Nouri, you are a ray of sunshine for the future! I wish you were not exceptional, but I think you are.
TUESDAY, DECEMBER 26, 2006
Been watching this young man most of this year. Apparently he's leaving home to go to college. His reflections make wonderful reading. In my experience teens simply don't think or write like this. Give him another ten or fifteen years and he will be one of the country's most valuable intellectual assets. New Haven, Connecticut has left a mark on Nouri. He may change, but he will never forget. Good luck, Nouri. The world is your banana.
Item: I am kicking a soccer ball down the street, when it hits the wrong side of my foot and hits the window of a pretty blue house. I hear the rattle and the barking of a large dog. The ball stops rolling back to me half way down the lawn. An “ADT” security sign warms me that should I trespass here I will be prosecuted. I panic. The door opens, and a little old man sticks his neck out the door and shouts “Who’s done it!”Posted by Hoots at 6:49 AM
I confess, and the old man grows angry. “Whaddaya goin’ to do that for? What’er you doing around here?” Going home, sir. He is dissatisfied, and waddles over to my ball. “This yours, boy?” I am scared, the old man is wearing an undershirt, swimming trunks, a coat of white fir, and loafers; he is rather unsightly. My ball is in his hands now, and I cannot help but as for it back. I am very sorry for hitting his window. “When did you come here?” I haven’t the slight inclination as to what this buzzard is talking about, and I do not answer. He asks again, if I tell him, I am told he will give me my ball back. “I don’t know.”

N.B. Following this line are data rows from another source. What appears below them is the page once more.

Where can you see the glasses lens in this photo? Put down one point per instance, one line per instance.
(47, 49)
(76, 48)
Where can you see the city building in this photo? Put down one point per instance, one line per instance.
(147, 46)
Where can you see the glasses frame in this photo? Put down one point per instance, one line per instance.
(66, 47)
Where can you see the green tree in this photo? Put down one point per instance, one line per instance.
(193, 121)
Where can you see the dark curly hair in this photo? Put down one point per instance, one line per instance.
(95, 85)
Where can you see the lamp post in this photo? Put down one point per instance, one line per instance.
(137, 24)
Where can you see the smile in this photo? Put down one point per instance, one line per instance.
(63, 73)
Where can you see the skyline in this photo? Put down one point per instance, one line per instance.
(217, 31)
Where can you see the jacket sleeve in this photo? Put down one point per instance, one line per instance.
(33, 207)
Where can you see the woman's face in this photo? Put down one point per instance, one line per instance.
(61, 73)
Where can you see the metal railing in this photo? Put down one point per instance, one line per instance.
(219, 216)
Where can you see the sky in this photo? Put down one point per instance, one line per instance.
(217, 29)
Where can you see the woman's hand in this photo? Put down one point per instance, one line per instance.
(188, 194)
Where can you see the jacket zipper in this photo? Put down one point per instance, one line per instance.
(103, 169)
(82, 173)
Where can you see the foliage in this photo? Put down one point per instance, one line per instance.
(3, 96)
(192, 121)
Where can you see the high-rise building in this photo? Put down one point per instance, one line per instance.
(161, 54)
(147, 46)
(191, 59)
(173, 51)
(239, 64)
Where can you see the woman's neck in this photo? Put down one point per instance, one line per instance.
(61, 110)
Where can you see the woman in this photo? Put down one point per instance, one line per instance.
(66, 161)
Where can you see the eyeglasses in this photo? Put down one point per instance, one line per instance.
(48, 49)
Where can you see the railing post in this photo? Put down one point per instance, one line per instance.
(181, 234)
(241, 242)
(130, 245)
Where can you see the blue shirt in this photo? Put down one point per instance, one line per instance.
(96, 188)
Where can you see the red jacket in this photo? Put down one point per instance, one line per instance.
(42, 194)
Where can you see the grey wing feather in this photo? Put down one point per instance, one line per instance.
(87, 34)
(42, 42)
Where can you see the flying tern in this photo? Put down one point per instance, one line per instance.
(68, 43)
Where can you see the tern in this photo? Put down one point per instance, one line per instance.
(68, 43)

This bitter looking, wrinkly buzz-cut old man, puts my soccer ball under his hairy arm and turns around, and goes back into his house, slamming the door behind him. He looks at me from the window and closes the curtains, with the look of “Good riddance!” on his pruney face.
***My city was my making. The city’s greenery, its Mediterranean restaurants covered in New England snow, its poverty, and its seasons are not easily left behind. In Boston, there are millions. In New York there are millions still. In New Haven, there are perhaps a few hundred thousand, if that. There is pizza the world tells you to like and places that claim to have invented the hamburger. There are probably comparable claims made in other cities, but none of those are my city. I did not read Lenin on the steps of the public libraries of Boston; I did not witness white flight in Brooklyn Heights; and I did not have my first date on the real Broadway. I did all of this in New Haven. Loyalties of citizenship, religion, and ethnicity aside, I am from New Haven. Not genetically, but by an accident of geography.